Todavia, e independentemente do demais, tal “confissão” tem pouco valor atenuativo visto que o ora recorrente já estava identificado, tendo sido detido à entrada de Macau, trazendo (novamente) consigo equipamento próprio para abrir e arrombar fechaduras, (como fez da vez que veio para cometer o furto dos autos), não se podendo considerar a situação dos autos como “extraordinária” ou “excepcional” para se poder accionar o comando legal do art. 66° do C.P.M. para efeitos de uma atenuação especial como pretendido é.

Por sua vez, cabe também dizer que nenhuma censura nos merece a medida concreta da pena, fixada em 4 anos de prisão, pois que, tendo presente a moldura penal aplicável, atento os critérios do art. 40° e 65° do mesmo C.P.M., e assente estando que o recorrente veio intencionalmente do Continente a Macau para cometer o crime dos autos, trazendo (já) consigo “equipamento” para tal efeito, evidente é o seu dolo directo e – muito – intenso, a justificar a pena em questão, a 2 anos dos mínimo legal e a 6 anos do seu máximo, não sendo de se olvidar também as fortes necessidades de prevenção criminal deste tipo de crime de “furto por arrombamento”.

Com efeito, há que ter presente que “Na determinação da medida da pena, adoptou o Código Penal de Macau no seu art.º 65.º, a “Teoria da margem da liberdade”, segundo a qual, a pena concreta é fixada entre um limite mínimo e um limite máximo, determinados em função da culpa, intervindo os outros fins das penas dentro destes limites”; (cfr., v.g., os recentes Acs. deste T.S.I. de 19.01.2017, Proc. n.° 530/2016, de 09.03.2017, Proc. n.° 180/2017 e 23.03.2017, Proc. n.° 241/2017).
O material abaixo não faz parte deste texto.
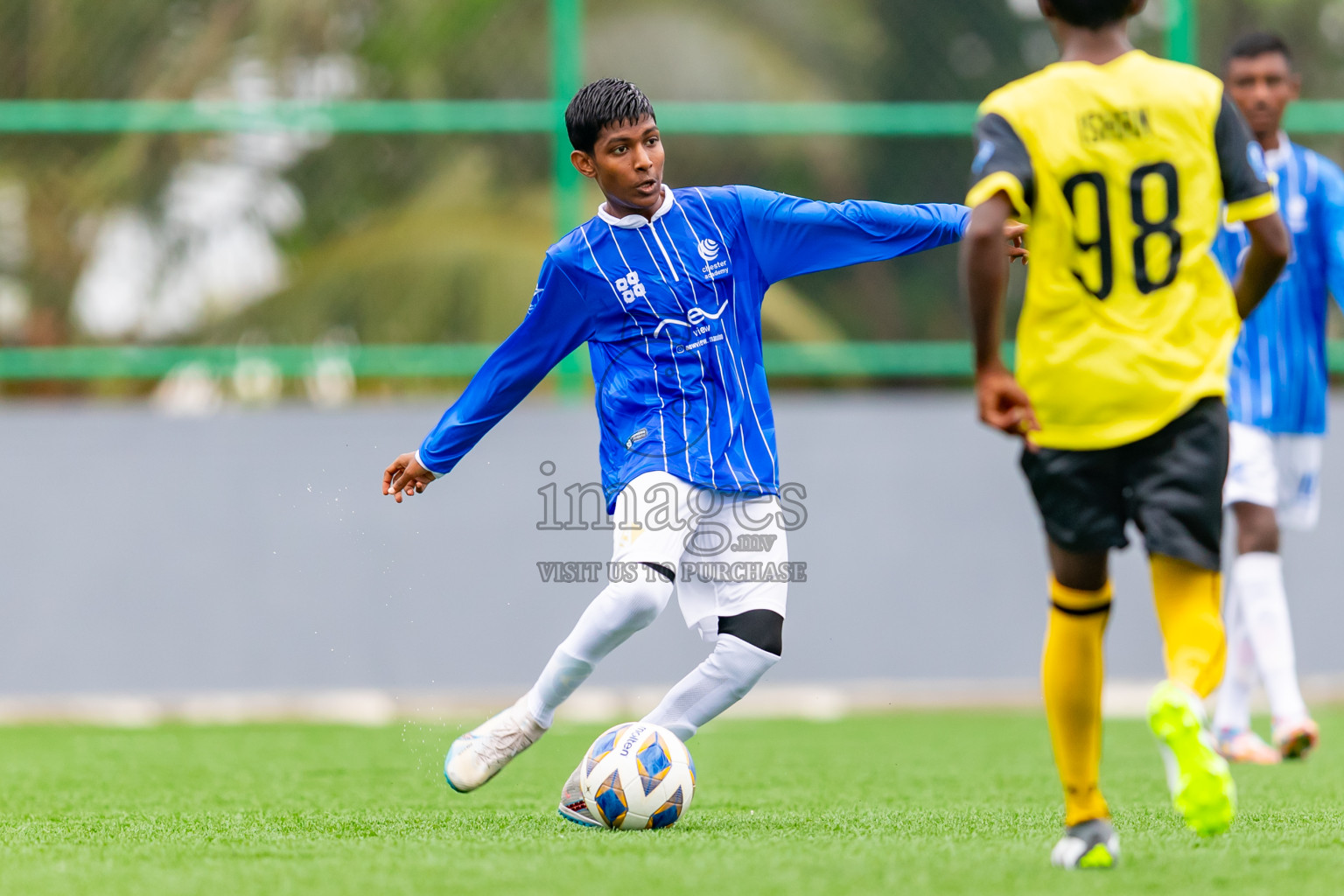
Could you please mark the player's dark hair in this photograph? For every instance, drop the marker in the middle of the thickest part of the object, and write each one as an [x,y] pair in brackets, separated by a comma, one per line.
[1256,43]
[604,103]
[1092,14]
E, acompanhando o Tribunal da Relação de Évora temos igualmente considerado:

“I - Também em matéria de pena o recurso mantém o arquétipo de remédio jurídico, pelo que o tribunal de recurso deve intervir na pena (alterando-a) apenas e só quando detectar incorrecções ou distorções no processo de determinação da sanção.
II - Por isso, o recurso não visa nem pretende eliminar alguma margem de apreciação livre reconhecida ao tribunal de 1ª instância nesse âmbito.
III - Revelando-se, pela sentença, a selecção dos elementos factuais elegíveis, a identificação das normas aplicáveis, o cumprimento dos passos a seguir no iter aplicativo e a ponderação devida dos critérios legalmente atendíveis, justifica-se a confirmação da pena proferida”; (cfr., Ac. de 22.04.2014, Proc. n.° 291/13, in “www.dgsi.pt”, aqui citado como mera referência, e Decisão Sumária do ora relator de 14.10.2016, Proc n.° 695/2016, de 04.01.2017, Proc. n.° 887/2016 e de 07.02.2017, Proc. n.° 35/2017).

Recentemente, e no mesmo sentido decidiu este T.S.I. que: “Não havendo injustiça notória na medida da pena achada pelo Tribunal a quo ao arguido recorrente, é de respeitar a respectiva decisão judicial ora recorrida”; (cfr., o Ac. de 24.11.2016, Proc. n.° 817/2016).

Dest’arte, e em causa não estando uma pena de prisão em “medida não superior a 3 anos”, inviável é também a pretendida suspensão da execução da pena.

Tudo visto, e apresentando-se o presente recurso manifestamente improcedente, resta decidir em conformidade.

Decisão

4. Nos termos e fundamentos expostos, decide-se rejeitar o recurso.

Pagará o recorrente a taxa de justiça que se fixa em 4 UCs, e como sanção pela rejeição do recurso o equivalente a 3 UCs; (cfr., art. 410°, n.° 3 do C.P.P.M.).

Honorários ao Exmo. Defensor no montante de MOP$1.800,00.

Registe e notifique.

Nada vindo de novo, e após trânsito, remetam-se os autos ao T.J.B. com as baixas e averbamentos necessários.